The Premier League will ignore FIFA’s strict new stoppage-time decree when it resumes after the World Cup.

Sportsmail has learned that a number of referees were shocked at the amount of time being added in Qatar. They have sought clarification from Professional Game Match Officials Limited as to whether they will be asked to do the same.

FIFA’s chief refereeing officer Pierluigi Collina explained that officials must add all the “abnormal lost time” to the end of each half, resulting in unusually long matches.

The World Cup in Qatar saw some unusually long matches due to injury time

It comes after FIFA chief referee Pierluigi Collina asked the referees to add

It comes after FIFA chief referee Pierluigi Collina asked referees to add “all the unnatural wasted time”.

England’s victory over Iran lasted 117 minutes, while the average match length in the first four days was 102 minutes and 42 seconds, four minutes longer than the Premier League average this season.

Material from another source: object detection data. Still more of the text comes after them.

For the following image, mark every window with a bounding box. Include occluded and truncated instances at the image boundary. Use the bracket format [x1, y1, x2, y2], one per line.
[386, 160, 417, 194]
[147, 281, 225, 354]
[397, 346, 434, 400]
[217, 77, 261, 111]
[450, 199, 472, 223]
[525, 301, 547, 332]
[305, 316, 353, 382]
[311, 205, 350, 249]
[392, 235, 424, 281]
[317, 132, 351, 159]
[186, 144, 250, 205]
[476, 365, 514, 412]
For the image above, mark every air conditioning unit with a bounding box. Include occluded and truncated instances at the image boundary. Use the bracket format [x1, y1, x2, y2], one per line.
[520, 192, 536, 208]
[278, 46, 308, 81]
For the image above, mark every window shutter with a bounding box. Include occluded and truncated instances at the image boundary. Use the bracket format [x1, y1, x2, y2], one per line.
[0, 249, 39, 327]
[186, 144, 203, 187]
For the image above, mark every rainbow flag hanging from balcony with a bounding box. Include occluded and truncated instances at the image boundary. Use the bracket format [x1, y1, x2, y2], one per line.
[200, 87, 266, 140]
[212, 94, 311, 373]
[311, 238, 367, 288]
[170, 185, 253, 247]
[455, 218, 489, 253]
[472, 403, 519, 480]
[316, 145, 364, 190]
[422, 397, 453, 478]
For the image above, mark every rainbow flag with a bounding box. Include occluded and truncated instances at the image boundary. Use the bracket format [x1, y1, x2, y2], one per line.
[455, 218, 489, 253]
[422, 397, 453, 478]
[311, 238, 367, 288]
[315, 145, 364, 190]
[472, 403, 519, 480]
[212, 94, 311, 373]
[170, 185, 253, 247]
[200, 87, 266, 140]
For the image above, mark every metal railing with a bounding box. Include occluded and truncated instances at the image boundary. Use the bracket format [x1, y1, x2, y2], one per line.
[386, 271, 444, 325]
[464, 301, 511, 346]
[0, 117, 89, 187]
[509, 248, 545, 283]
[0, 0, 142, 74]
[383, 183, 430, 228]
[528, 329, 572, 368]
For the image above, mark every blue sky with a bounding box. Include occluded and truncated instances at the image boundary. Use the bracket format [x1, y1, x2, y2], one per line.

During talks with local referees, PGMOL reassured them that they would not be required to follow suit and would instead be asked to encourage players to continue the game, as well as delay restarting their clock until play could begin after a break.

The Premier League’s approach will be welcomed by players, who have expressed concern about the increase in injuries and the fatigue caused by the long matches. The international players’ union Fifpro is also monitoring the situation.

“If the effective playing time increases by 10 to 15 percent, this adds significantly to the time under players’ physical competition,” said Jonas Baer-Hoffmann, Fifpro General Secretary. More than anything else, it confirms once again how important it is to protect the workload of players. It should be created now.

England's opening match against Iran stretched out to nearly two hours after a long layoff

England’s opening match against Iran stretched out to nearly two hours after a long layoff

While FIFA controls World Cup refereeing, any changes to the laws globally pass through the IFAB, which is made up of four representatives from FIFA and one from each of the four countries.

The IFAB last month rejected plans for an NFL-style system in which games would be reduced to 60 minutes of effective playing time, with the clock stopping when the ball is out of play.

A number of Premier League referees have privately speculated that the management of the World Cup is an attempt by FIFA to introduce 60-minute matches through the back door.